Our model is built upon a selection of clinical and therapeutic factors that are essential for the effective surveillance and early intervention of lymphedema, aiming to decrease its prevalence. Efforts to manage BCRL are geared towards early detection and preventive care. Lymphedema is categorized into four stages by the International Society of Lymphology. Stages 0 and I are the earliest and can be reversed, involving fluid buildup without tissue hardening. Stages II and III are advanced and irreversible, with tissue becoming fibrous36,37. BCRL has no complete cure, treatments can be costly, and early detection is crucial for better outcomes. Without prompt treatment, swelling and tissue damage may become persistent38. Hence, early detection of lymphedema risk factors is essential for its prevention and early surveillance.

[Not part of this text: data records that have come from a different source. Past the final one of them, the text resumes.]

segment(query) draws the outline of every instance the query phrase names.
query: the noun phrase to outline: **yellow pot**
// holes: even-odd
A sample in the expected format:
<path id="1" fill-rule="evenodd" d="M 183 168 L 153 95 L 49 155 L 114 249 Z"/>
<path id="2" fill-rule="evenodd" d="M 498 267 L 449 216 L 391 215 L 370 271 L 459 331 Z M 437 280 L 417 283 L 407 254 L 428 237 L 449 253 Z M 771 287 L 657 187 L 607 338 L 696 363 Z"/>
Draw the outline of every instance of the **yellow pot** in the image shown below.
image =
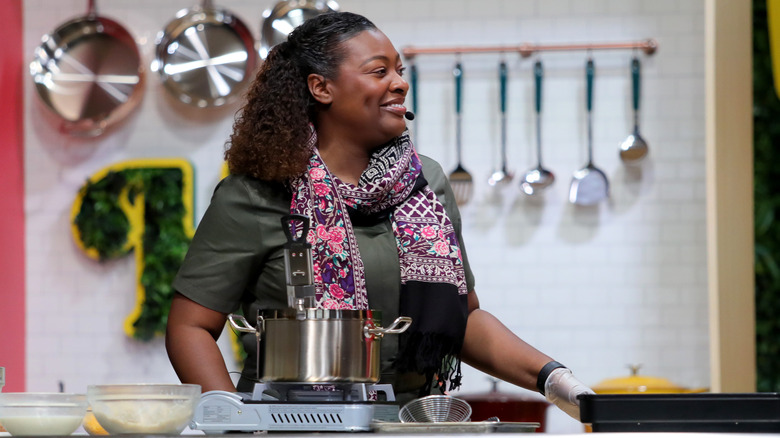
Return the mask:
<path id="1" fill-rule="evenodd" d="M 640 376 L 639 365 L 629 366 L 631 375 L 606 379 L 593 387 L 597 394 L 681 394 L 706 392 L 707 388 L 685 388 L 663 377 Z"/>

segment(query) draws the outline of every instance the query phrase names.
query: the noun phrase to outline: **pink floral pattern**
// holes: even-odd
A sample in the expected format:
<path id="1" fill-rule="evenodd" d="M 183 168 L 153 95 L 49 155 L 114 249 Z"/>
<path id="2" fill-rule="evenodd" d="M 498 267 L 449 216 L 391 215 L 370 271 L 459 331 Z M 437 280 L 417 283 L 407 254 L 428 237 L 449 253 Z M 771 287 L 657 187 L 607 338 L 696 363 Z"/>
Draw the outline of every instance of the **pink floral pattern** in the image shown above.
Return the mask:
<path id="1" fill-rule="evenodd" d="M 373 175 L 358 186 L 333 176 L 316 152 L 309 169 L 293 180 L 292 213 L 311 218 L 314 277 L 318 307 L 368 309 L 365 272 L 347 208 L 372 214 L 392 208 L 391 221 L 401 265 L 401 283 L 450 283 L 468 293 L 460 246 L 444 206 L 429 187 L 415 193 L 422 171 L 405 133 L 381 147 L 364 173 Z M 389 167 L 383 167 L 391 163 Z"/>
<path id="2" fill-rule="evenodd" d="M 327 186 L 327 184 L 322 183 L 314 183 L 312 184 L 314 187 L 314 194 L 317 196 L 326 196 L 328 193 L 330 193 L 330 188 Z"/>
<path id="3" fill-rule="evenodd" d="M 433 251 L 440 256 L 449 255 L 450 245 L 443 240 L 439 240 L 433 244 Z"/>
<path id="4" fill-rule="evenodd" d="M 343 300 L 344 299 L 344 289 L 341 288 L 338 284 L 331 284 L 328 286 L 328 292 L 330 293 L 330 296 L 337 300 Z"/>
<path id="5" fill-rule="evenodd" d="M 420 235 L 430 240 L 436 237 L 437 233 L 435 228 L 430 225 L 426 225 L 420 229 Z"/>

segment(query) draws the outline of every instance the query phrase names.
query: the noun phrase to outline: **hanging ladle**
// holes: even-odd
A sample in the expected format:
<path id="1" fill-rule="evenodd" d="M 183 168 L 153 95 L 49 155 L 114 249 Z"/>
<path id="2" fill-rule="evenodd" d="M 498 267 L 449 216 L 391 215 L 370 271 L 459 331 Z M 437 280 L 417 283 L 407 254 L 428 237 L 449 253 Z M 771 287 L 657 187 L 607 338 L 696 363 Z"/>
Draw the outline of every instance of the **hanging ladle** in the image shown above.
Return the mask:
<path id="1" fill-rule="evenodd" d="M 639 164 L 647 156 L 647 142 L 639 135 L 639 59 L 631 60 L 631 85 L 634 106 L 634 132 L 620 143 L 620 159 L 625 164 Z"/>
<path id="2" fill-rule="evenodd" d="M 526 195 L 537 195 L 555 182 L 555 175 L 542 167 L 542 61 L 534 63 L 536 84 L 536 167 L 525 173 L 520 183 Z"/>
<path id="3" fill-rule="evenodd" d="M 491 186 L 507 184 L 512 181 L 512 174 L 506 168 L 506 62 L 498 65 L 499 102 L 501 105 L 501 168 L 496 169 L 488 179 Z"/>

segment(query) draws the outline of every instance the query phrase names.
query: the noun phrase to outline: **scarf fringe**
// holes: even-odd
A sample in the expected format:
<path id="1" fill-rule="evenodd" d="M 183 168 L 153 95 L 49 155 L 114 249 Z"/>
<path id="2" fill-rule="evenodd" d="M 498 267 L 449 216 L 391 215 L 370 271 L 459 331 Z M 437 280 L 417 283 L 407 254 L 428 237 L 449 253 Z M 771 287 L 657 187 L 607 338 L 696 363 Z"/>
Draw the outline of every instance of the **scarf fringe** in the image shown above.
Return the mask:
<path id="1" fill-rule="evenodd" d="M 395 367 L 402 371 L 414 371 L 426 376 L 421 395 L 431 390 L 434 376 L 442 390 L 453 391 L 461 385 L 460 349 L 462 340 L 455 340 L 439 333 L 414 333 L 405 337 L 403 347 L 395 359 Z"/>

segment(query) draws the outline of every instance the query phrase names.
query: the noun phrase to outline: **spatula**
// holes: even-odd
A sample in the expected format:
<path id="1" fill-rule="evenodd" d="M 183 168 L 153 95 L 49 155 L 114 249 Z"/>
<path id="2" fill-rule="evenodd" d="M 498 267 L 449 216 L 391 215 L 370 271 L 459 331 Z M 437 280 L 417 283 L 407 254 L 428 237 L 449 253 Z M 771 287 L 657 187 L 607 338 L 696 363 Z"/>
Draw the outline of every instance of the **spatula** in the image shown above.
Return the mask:
<path id="1" fill-rule="evenodd" d="M 587 80 L 586 108 L 588 113 L 588 163 L 574 172 L 569 188 L 569 202 L 577 205 L 595 205 L 609 196 L 607 175 L 593 165 L 593 59 L 585 67 Z"/>
<path id="2" fill-rule="evenodd" d="M 455 202 L 458 205 L 463 205 L 471 199 L 471 194 L 474 191 L 474 179 L 463 168 L 462 163 L 461 99 L 463 94 L 463 67 L 460 61 L 452 69 L 452 75 L 455 77 L 455 147 L 458 152 L 458 163 L 455 170 L 450 173 L 450 185 L 455 194 Z"/>

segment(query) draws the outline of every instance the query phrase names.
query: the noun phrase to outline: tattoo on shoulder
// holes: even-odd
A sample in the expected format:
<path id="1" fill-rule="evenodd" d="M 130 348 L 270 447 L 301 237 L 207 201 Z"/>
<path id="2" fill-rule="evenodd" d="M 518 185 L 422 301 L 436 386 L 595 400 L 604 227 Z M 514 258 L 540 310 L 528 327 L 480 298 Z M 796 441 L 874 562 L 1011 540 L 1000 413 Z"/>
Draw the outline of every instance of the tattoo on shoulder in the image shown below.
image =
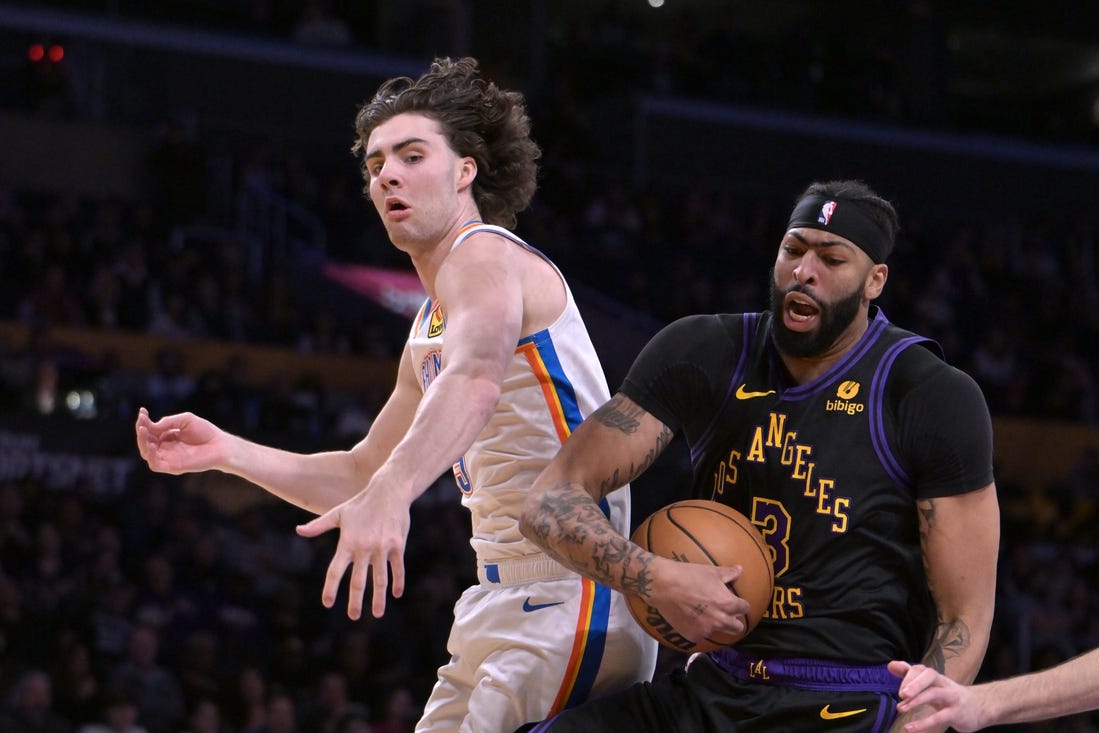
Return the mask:
<path id="1" fill-rule="evenodd" d="M 656 436 L 656 443 L 646 453 L 645 457 L 638 464 L 631 463 L 629 470 L 625 473 L 619 469 L 614 469 L 610 476 L 599 482 L 599 498 L 605 497 L 618 487 L 628 484 L 635 478 L 645 473 L 649 469 L 649 466 L 656 462 L 657 456 L 659 456 L 665 448 L 668 447 L 668 443 L 672 442 L 672 431 L 664 426 L 660 431 L 660 435 Z"/>
<path id="2" fill-rule="evenodd" d="M 923 521 L 928 525 L 935 523 L 935 500 L 934 499 L 921 499 L 916 502 L 916 509 L 920 512 L 920 516 L 923 517 Z"/>

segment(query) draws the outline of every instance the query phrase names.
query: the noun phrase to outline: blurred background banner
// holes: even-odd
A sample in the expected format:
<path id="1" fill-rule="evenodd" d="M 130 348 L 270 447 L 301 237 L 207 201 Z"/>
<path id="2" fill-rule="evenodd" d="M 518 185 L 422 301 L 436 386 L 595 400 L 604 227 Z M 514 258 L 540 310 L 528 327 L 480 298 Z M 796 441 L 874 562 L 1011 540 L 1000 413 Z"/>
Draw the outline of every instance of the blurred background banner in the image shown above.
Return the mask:
<path id="1" fill-rule="evenodd" d="M 408 270 L 327 262 L 323 272 L 333 282 L 406 318 L 414 317 L 427 297 L 419 276 Z"/>

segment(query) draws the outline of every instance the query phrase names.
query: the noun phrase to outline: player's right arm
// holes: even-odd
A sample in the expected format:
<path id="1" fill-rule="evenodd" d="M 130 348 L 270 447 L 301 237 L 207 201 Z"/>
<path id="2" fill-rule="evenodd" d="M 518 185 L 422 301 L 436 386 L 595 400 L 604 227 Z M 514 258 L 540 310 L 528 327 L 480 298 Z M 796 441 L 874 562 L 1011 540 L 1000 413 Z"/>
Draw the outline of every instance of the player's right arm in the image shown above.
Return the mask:
<path id="1" fill-rule="evenodd" d="M 935 711 L 906 725 L 907 733 L 923 733 L 940 726 L 968 733 L 993 725 L 1030 723 L 1099 709 L 1099 649 L 1056 667 L 971 687 L 923 665 L 894 661 L 889 669 L 904 677 L 899 711 L 922 705 Z"/>
<path id="2" fill-rule="evenodd" d="M 135 424 L 137 446 L 153 471 L 223 471 L 251 481 L 295 506 L 322 514 L 369 482 L 408 431 L 421 396 L 405 353 L 392 394 L 366 437 L 350 450 L 294 453 L 233 435 L 189 412 L 154 421 L 144 407 L 138 411 Z"/>
<path id="3" fill-rule="evenodd" d="M 748 604 L 726 584 L 737 568 L 679 563 L 619 534 L 598 502 L 640 476 L 672 431 L 621 393 L 565 441 L 528 493 L 523 534 L 582 575 L 655 606 L 688 639 L 740 634 Z"/>

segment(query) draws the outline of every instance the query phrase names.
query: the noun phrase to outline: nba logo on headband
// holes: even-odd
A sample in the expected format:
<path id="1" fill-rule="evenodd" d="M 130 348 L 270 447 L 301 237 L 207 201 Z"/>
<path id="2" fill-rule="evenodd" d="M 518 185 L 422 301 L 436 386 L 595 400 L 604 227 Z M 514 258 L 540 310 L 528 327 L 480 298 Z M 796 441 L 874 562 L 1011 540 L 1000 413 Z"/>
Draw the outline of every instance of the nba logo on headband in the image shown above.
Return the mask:
<path id="1" fill-rule="evenodd" d="M 820 207 L 820 216 L 817 217 L 817 223 L 828 226 L 828 222 L 832 220 L 832 214 L 836 210 L 835 201 L 826 201 L 824 206 Z"/>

However, there are some limitations to our study. First, this is a retrospective single-center study, which may be subject to selection bias and information bias. Second, some factors that may influence the risk of BCRL, such as genetic predisposition, patient lifestyle, and precise radiation dose, were not included in the model. Future studies should consider these variables to further optimize prediction models. Additionally, there is a potential issue of multicollinearity among the variables such as the number of lymph nodes removed, ALND level, and operative time, which could affect the robustness of our findings. To address this, future research could employ advanced statistical techniques like structural equation modeling (SEM) or partial least squares regression (PLS) to better manage multicollinearity. Moreover, the use of a 2 cm circumference difference as a diagnostic criterion for lymphoedema may lead to both false positive and false negative diagnoses, given the lack of a universally accepted gold standard. This limitation underscores the need for more precise and evidence-based diagnostic criteria. Finally, our prediction model was validated at a single medical center, and its applicability to other medical centers and different patient populations requires further investigation.

Conclusion

This study identified operative time, BMI, the number of lymph nodes dissected, level of ALND, surgical site infection, and radiotherapy as independent risk factors for BCRL, with the number of lymph nodes dissected and the level of ALND being the two strongest predictive factors. Moreover, for the first time, we combined operative time with BMI, the number of lymph nodes dissected, level of ALND, surgical site infection, and radiotherapy to design a nomogram that can conveniently assess the risk of BCRL. Nevertheless, further studies in larger, multicentric, and prospective cohorts are needed to validate these findings.